Resumo criado por JUSTICIA, o assistente de inteligência artificial do Jus.

O §1º do art. 496 do CPC garante remessa necessária automática contra a Fazenda Pública, mas sua aplicação assegura celeridade e segurança jurídica no processo?

Resumo: O presente estudo examina o §1º do art. 496 do Código de Processo Civil de 2015 (CPC/2015), dispositivo que disciplina a remessa necessária em sentenças desfavoráveis à Fazenda Pública, mesmo diante da ausência de recurso voluntário. Analisa-se sua aplicação prática, repercussões doutrinárias e jurisprudenciais, bem como os impactos na celeridade, segurança e previsibilidade processual. A metodologia adotada consiste em revisão bibliográfica crítica, análise de precedentes recentes do Superior Tribunal de Justiça (STJ) e reflexão acerca dos desafios enfrentados na prática forense. Conclui-se que o §1º do art. 496 do CPC/2015 constitui avanço significativo no regime da remessa necessária, embora persista a necessidade de ajustes legislativos e procedimentais para garantir plena efetividade.

Palavras-chave: Remessa necessária; Fazenda Pública; CPC/2015; §1º do art. 496; eficiência processual; segurança jurídica.


1. Introdução

A remessa necessária é instituto processual que visa assegurar o reexame das decisões judiciais proferidas contra a Fazenda Pública, independentemente de provocação da parte vencedora. Com a edição do CPC/2015, o art. 496 passou a concentrar as hipóteses de aplicação do instituto, conferindo maior delimitação em comparação ao CPC/1973, e introduziu inovações de relevância prática. Destaca-se, nesse contexto, o §1º do referido artigo, que estabelece a remessa automática dos autos ao tribunal caso a Fazenda não interponha apelação, impondo ao presidente do tribunal o dever de avocação diante de eventual omissão do juízo de origem.
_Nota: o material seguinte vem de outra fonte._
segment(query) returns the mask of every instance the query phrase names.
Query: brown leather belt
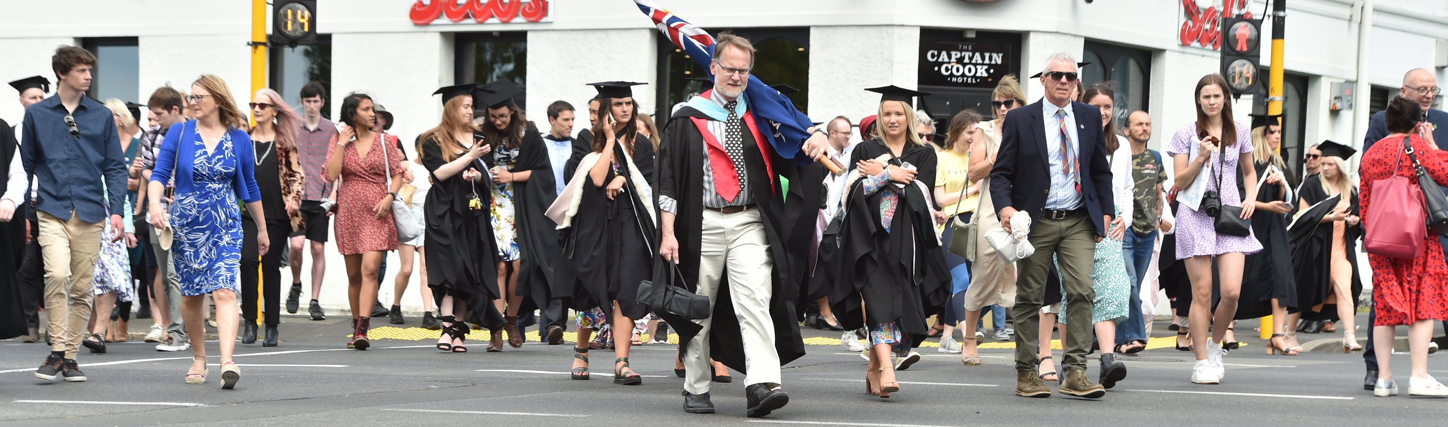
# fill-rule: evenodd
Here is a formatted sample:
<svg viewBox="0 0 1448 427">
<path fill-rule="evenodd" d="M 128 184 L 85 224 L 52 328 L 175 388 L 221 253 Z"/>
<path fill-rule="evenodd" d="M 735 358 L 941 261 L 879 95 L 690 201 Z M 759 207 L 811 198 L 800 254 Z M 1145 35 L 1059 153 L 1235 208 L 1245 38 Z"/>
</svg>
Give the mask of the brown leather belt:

O presente artigo objetiva analisar os impactos desse dispositivo sob quatro perspectivas centrais:

  1. evolução histórica da remessa necessária;

  2. natureza jurídica e alcance do §1º do art. 496;

  3. tratamento jurisprudencial contemporâneo; e

  4. críticas e propostas de aprimoramento legislativo, com vistas a consolidar a efetividade do instituto e a previsibilidade do processo.


2. Evolução histórica da remessa necessária

No CPC/1973, a remessa necessária era aplicada de forma ampla, abrangendo todas as sentenças desfavoráveis à Fazenda Pública, mesmo sem recurso voluntário, com o escopo de proteger o interesse público e resguardar o erário. Contudo, o caráter indiscriminado do dispositivo gerava sobrecarga nos tribunais, acúmulo processual e retardamento do trânsito em julgado.

O CPC/2015 promoveu mudanças substanciais. O art. 496. passou a definir hipóteses específicas de remessa necessária, vinculando sua incidência a critérios objetivos, como o valor da condenação (§3º) e a existência de precedentes vinculantes (§4º). O §1º, por sua vez, estabelece a remessa obrigatória dos autos ao tribunal quando a Fazenda não interpõe apelação, garantindo a atuação jurisdicional de ofício, o que representa inovação significativa em relação ao regime anterior.


3. O §1º do art. 496. do CPC/2015: alcance e natureza

O §1º do art. 496 dispõe: “Nos casos previstos neste artigo, não interposta a apelação no prazo legal, o juiz ordenará a remessa dos autos ao tribunal, e, se não o fizer, o presidente do respectivo tribunal avocá-los-á.”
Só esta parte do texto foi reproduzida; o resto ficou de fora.